# Need advice - can I do this?



## CB288p (Mar 4, 2012)

We have a fairly short (~80') level driveway in Northern VT that would be a snap to plow or blow, EXCEPT that it also receives the full snow off of the roof of the house. Today it is >1' deep from just from the last snowfall coming off yesterday in the sun. And, that snow is compacted and has big chunks of ice in it, not light powder. 

So my question: could I plow this with an ATV? We have it done now by a guy with a big truck. I'd buy a blower, but I doubt it could handle the ice and the density of the snow. I was thinking I could do it with an ATV, if I took the heavy parts in narrow swaths. 

What do you think? Could I do it with a modest size machine, and a narrow plow? Or would I just destroy the machine? 

Thanks!


----------



## sublime68charge (Dec 28, 2007)

it could be done, though for your 1' deep snow from the roof is this across the whole drive or does it taper off so that you can start at the small side and work towards the big side? 

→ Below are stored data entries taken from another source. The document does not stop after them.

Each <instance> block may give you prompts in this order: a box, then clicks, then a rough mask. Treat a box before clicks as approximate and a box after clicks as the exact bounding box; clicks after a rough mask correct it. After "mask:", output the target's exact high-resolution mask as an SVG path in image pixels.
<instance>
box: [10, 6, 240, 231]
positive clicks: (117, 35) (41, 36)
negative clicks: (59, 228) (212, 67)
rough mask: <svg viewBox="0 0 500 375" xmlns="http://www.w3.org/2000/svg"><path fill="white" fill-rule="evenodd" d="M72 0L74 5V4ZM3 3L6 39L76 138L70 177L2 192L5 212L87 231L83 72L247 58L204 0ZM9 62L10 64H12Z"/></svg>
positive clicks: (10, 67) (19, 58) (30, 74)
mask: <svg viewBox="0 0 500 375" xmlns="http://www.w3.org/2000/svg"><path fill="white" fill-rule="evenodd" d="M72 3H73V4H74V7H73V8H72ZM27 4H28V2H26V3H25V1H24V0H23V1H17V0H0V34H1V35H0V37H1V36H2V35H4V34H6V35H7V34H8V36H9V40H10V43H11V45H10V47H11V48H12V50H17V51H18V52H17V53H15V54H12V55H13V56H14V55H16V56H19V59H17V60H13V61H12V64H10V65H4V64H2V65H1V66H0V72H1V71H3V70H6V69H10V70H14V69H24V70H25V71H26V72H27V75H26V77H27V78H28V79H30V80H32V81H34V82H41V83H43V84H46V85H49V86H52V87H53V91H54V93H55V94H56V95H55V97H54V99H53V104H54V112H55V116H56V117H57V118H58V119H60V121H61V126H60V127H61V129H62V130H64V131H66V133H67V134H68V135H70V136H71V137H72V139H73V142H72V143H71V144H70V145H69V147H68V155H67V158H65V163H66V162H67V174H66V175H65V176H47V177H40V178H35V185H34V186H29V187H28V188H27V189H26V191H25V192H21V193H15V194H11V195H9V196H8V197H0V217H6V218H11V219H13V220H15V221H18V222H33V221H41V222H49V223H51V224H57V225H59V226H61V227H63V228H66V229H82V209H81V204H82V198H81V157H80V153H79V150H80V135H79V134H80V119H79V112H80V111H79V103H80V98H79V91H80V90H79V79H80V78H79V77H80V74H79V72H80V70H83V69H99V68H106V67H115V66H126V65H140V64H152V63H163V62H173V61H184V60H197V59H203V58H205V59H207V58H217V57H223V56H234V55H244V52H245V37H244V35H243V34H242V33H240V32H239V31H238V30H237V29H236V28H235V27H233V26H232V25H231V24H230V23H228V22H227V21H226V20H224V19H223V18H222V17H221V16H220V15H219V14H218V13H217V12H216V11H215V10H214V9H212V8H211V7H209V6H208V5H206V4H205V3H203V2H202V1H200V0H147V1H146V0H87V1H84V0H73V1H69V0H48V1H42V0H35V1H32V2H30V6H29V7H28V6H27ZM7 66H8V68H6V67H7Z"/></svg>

are you pushing this the length of the house and have a area to pile it to or does it all get moved to the other side of the drive?

a Pic would be nice to have to help.

off the hip I'd say a 500CC 4x4 quad and 50" county style plow I think Moose are built very well.

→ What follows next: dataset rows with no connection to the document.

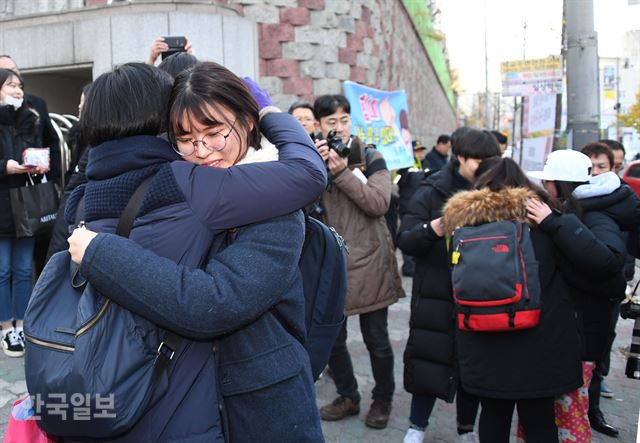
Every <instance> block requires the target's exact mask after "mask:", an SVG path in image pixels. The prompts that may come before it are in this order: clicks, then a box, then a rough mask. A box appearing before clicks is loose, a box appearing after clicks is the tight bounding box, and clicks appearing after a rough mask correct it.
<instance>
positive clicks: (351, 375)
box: [329, 308, 395, 402]
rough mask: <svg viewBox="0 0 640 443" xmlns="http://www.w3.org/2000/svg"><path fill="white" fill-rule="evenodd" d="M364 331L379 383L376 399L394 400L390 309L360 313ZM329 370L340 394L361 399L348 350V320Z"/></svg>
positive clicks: (374, 397)
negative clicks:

though 1' deep snow is the upper limit of what a quad can plow but if this is a roof dump and you can go in small amount's and work it down in multiple pass it could be done.

just my thoughts.

sublime out


----------



## CB288p (Mar 4, 2012)

many thanks sublime!

the deep snow does indeed taper off. And we need to push it about 30' at most. so yes, I was thinking I could push it little by little, from the far side. It doesn't pile up that deep that often. 

So thanks for your recommendation, I'll price that combination out!


----------



## bh115577 (Oct 25, 2009)

I had a 400 Sportsman with a 5' plow and a set of chains for the rears. It plowed like a tank. Try to stay ahead of the deep snow, maybe plow before it gets to a foot deep and push it back further than you think you will need to. Once it freezes up you might have trouble pushing the banks back.


----------



## sublime68charge (Dec 28, 2007)

CB288p;1464857 said:


> many thanks sublime!
> 
> the deep snow does indeed taper off. And we need to push it about 30' at most. so yes, I was thinking I could push it little by little, from the far side. It doesn't pile up that deep that often.
> 
> So thanks for your recommendation, I'll price that combination out!

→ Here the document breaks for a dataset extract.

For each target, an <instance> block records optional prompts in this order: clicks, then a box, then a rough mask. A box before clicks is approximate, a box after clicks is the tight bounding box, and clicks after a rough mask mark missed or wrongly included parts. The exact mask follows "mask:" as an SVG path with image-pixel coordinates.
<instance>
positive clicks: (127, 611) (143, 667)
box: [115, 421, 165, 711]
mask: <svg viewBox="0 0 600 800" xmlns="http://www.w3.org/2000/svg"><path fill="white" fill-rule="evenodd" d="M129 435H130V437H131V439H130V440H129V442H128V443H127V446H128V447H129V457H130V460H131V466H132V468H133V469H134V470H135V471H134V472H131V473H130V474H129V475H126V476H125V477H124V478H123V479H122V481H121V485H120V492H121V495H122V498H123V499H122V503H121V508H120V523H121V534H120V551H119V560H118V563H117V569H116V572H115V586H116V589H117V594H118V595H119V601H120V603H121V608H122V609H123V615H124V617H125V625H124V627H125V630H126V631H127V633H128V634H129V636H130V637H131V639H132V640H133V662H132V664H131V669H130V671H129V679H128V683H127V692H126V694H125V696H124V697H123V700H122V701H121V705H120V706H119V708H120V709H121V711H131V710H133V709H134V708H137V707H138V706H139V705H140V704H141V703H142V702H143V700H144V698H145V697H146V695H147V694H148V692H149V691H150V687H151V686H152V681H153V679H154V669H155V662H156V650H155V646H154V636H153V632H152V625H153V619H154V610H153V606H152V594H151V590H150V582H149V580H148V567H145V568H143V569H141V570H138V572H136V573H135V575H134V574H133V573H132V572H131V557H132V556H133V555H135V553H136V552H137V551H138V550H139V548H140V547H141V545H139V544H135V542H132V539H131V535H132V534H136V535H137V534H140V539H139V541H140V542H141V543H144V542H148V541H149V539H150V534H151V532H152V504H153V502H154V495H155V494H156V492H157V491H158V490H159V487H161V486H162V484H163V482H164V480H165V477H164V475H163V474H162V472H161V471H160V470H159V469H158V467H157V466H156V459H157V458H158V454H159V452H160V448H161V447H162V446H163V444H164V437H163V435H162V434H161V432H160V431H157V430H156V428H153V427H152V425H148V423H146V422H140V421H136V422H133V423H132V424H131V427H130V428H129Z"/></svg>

if you due have it where it taper's off you might even consider a 60" straight Blade might due better the County blades shine when you can get some speed up with the Blade angle to roll the snow farther off the end of the blade.

also on your backward's drive I'd leave the blade up and stay tight to your bank and knock some of the snow down from the drift and then take another pass plowin the loose snow away. that way you don't get pulled into the deep drift and stopped.
as much on your foward pass.


----------



## MtnCowboy (Dec 20, 2009)

You probably won't hurt the machine, but depending on density the snow may cause incessant blade tripping (and spring replacement). I've got snow brakes on my roof so I don't need to deal with compacted slides. Without the brakes I'd be inclined to use a tractor-mounted blower/loader on slides since I'm certain my ATV blade would trip too often (Grizzly 660/Warn 60" belly mount). My area receives a lot of wet snow that readily becomes ice; if yours tends to be dry snow an ATV blade might work well.


----------



## RLM (Jan 12, 2006)

Our Artic Cat 500 would push like a champ, driver used to put a bag or two of ice melt on the back for extra weight, never lacked for power with a 50" plow. Only bad thing about the ATV's are they are cold (your exposed to the elements) and manuverability can be tough in tight areas. We don't use ours in the field any more because our walks are smaller a 30" WB blower works better, but I have put the plow on it & left it in my garage for my wife just in case she needed to clear the drive before I got home, she has a 4wd Honda Pioletnso she is fine unless we get dumped on


----------



## BlizzardBeater (Aug 29, 2010)

Sounds like just the excuse your wife would need to hear to justify a nice new tractor with a bucket and blower combo!


----------



## ScubaSteve728 (Jan 17, 2012)

If you get a big quad with a narrow plow you could do it. I get through the snow at the end of the driveway from the plows which is very wet and heavy.


----------